“Yes, father,” said the boy, dropping the head of his pick-axe on the ice, resting his hands on the haft, and looking up with a flushed countenance.

“You should rest a bit now and then, Benjy. You’ll knock yourself up if you don’t.”

“Rest a bit, father! Why, I’ve just had a rest, and I’m not tired—that is, not very. Ain’t it fun, father? And the ice cuts up so easily, and flies about so splendidly—see here.”

With flashing eyes our little hero raised his pick and drove it into the ice at which he had been working, with all his force, so that a great rent was made, and a mass the size of a dressing-table sprang from the side of a berg, and, falling down, burst into a shower of sparkling gems. But this was not all. To Benjy’s intense delight, a mass of many tons in weight was loosened by the fall of the smaller lump, and rolled down with a thunderous roar, causing Butterface, who was too near it, to jump out of the way with an amount of agility that threw the whole party into fits of laughter.

“What d’ye think o’ that, father?”

“I think it’s somewhat dangerous,” answered the Captain, recovering his gravity and re-shouldering his axe. “However, as long as you enjoy the work, it can’t hurt you, so go ahead, my boy; it’ll be a long time before you cut away too much o’ the Polar ice!”

Reaching a slightly open space beyond this point, the dogs were harnessed, and the party advanced for a mile or so, when they came to another obstruction worse than that which they had previously passed.

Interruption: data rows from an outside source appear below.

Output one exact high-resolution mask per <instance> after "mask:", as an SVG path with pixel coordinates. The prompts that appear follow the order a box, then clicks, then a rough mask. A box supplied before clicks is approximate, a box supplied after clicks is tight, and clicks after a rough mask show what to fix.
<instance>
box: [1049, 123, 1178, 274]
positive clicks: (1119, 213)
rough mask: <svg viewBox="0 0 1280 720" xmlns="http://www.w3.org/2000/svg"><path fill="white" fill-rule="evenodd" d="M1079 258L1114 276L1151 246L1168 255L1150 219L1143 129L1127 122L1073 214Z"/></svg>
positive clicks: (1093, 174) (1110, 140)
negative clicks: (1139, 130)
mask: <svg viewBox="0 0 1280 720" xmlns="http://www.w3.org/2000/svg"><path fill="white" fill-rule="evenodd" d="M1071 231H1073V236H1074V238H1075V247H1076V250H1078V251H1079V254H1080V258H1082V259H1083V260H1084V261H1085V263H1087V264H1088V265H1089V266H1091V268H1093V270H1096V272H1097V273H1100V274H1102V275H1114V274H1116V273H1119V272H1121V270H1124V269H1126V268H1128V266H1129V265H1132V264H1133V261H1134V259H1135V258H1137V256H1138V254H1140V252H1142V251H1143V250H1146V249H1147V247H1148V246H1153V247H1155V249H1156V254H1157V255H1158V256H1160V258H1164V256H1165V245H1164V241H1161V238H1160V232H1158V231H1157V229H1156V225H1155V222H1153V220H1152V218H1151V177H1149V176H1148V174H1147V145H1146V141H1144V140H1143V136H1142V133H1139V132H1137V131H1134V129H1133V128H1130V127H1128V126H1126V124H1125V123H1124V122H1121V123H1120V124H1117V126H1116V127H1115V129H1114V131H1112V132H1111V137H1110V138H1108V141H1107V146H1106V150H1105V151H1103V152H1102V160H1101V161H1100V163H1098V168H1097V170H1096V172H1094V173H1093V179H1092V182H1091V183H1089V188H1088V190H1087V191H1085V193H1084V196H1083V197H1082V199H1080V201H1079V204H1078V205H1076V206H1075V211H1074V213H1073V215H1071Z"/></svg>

“There’s a deal of ice-rubbish in these regions,” remarked Benjy, eyeing the wildly heaped masses with a grave face, and heaving a deep sigh.

“Yes, Massa Benjy, bery too much altogidder,” said Butterface, echoing the sigh.

“Come, we won’t cut through this,” cried Captain Vane in a cheery voice; “we’ll try to go over it. There is a considerable drift of old snow that seems to offer a sort of track. What says Chingatok?”